Joël-Denis Bellavance LA PRESSE

Le bureau de M. Bellavance a indiqué que ce dernier estime qu'il incombe à M. Beaulieu de commenter les événements qui ont mené à la sortie de M. Fortin. Le collègue de M. Bellavance, Louis Plamondon, a été le seul des trois députés bloquistes à critiquer la décision de M. Fortin jusqu'ici. Le troisième député, Claude Patry, n'a pas commenté la situation non plus.
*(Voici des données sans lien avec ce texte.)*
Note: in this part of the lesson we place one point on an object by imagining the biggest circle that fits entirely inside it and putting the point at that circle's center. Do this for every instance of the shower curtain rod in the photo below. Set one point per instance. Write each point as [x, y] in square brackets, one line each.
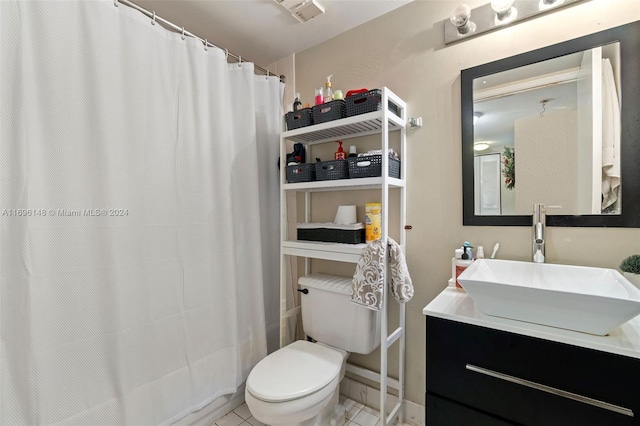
[181, 30]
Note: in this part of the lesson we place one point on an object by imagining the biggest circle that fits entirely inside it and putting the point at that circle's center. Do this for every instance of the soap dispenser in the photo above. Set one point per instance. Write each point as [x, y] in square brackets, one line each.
[328, 94]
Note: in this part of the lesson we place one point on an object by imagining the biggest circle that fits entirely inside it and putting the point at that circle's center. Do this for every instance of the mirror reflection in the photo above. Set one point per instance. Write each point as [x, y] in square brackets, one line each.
[549, 133]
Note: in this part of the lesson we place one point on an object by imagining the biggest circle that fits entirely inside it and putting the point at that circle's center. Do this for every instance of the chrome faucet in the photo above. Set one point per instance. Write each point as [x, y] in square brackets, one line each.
[539, 219]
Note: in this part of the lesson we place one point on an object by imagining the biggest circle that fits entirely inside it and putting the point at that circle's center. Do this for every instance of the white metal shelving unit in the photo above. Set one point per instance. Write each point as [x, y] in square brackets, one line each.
[374, 123]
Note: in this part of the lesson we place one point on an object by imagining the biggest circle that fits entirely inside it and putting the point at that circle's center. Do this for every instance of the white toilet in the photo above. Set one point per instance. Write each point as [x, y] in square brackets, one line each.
[300, 383]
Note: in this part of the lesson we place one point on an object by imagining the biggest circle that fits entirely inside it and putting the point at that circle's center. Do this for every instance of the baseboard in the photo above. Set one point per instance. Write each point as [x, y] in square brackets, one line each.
[207, 415]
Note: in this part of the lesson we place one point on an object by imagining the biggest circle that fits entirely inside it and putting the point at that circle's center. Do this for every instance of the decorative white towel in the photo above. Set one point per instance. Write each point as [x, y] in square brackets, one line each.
[368, 280]
[401, 284]
[611, 171]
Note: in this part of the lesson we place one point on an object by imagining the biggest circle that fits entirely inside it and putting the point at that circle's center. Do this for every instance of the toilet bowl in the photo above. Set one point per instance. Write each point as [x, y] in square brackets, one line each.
[300, 383]
[296, 385]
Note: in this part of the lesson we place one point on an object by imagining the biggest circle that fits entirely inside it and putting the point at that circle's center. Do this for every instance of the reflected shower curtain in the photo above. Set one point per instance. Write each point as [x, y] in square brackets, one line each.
[131, 276]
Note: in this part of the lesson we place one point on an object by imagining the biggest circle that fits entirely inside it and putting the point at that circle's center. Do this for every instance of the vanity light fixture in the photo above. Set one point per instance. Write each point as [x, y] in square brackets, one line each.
[549, 4]
[494, 15]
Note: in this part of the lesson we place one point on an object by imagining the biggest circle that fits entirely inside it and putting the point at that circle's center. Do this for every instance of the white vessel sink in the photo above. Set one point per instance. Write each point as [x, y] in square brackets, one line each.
[589, 300]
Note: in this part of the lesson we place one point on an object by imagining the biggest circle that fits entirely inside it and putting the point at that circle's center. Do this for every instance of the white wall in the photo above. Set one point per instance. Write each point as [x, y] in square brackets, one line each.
[404, 50]
[546, 150]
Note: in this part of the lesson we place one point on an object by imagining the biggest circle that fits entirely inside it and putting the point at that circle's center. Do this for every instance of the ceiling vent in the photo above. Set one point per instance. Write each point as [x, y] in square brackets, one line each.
[302, 10]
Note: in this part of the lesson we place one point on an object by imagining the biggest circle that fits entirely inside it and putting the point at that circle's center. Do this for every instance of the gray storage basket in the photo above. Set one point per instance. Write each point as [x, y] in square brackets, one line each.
[332, 170]
[371, 166]
[362, 103]
[305, 172]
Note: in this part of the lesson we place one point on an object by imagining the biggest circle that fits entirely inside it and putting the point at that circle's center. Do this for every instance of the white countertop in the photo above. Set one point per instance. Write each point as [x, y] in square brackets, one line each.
[454, 304]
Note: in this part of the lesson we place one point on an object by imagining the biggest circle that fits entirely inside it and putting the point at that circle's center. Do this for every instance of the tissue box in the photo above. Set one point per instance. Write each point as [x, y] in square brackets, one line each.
[371, 166]
[332, 233]
[300, 118]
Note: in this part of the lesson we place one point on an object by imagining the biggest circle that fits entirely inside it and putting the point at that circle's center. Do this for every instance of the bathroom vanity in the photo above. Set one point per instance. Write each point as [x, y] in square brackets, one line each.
[484, 370]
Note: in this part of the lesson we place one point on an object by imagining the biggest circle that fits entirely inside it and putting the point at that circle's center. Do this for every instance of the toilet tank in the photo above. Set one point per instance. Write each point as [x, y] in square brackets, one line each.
[329, 316]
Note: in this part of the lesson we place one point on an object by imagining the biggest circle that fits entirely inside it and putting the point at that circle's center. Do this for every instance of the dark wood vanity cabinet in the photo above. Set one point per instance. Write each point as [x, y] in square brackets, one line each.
[481, 376]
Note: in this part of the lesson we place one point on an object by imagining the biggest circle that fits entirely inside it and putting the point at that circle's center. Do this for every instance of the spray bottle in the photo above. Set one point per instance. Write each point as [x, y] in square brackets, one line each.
[328, 94]
[340, 154]
[297, 105]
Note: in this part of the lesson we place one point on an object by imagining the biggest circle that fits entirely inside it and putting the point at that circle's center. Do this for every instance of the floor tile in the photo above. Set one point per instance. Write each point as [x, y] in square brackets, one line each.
[352, 408]
[243, 411]
[365, 418]
[231, 419]
[254, 422]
André Bellavance était l'unique adversaire de Mario Beaulieu dans la course à la direction du Bloc québécois. M. Beaulieu a remporté la course avec une mince majorité de 53% des suffrages exprimés. Son bureau a aussi fait savoir qu'il demeure député bloquiste et qu'il participera à la rencontre convoquée par M. Beaulieu la semaine prochaine.

Mardi, M. Fortin a soutenu que le Bloc québécois, sous la houlette de M. Beaulieu, s'est «radicalisé» et «marginalisé», et qu'il ne se reconnaît plus dans la formation politique pour laquelle il s'est fait élire pour la première fois en 2011.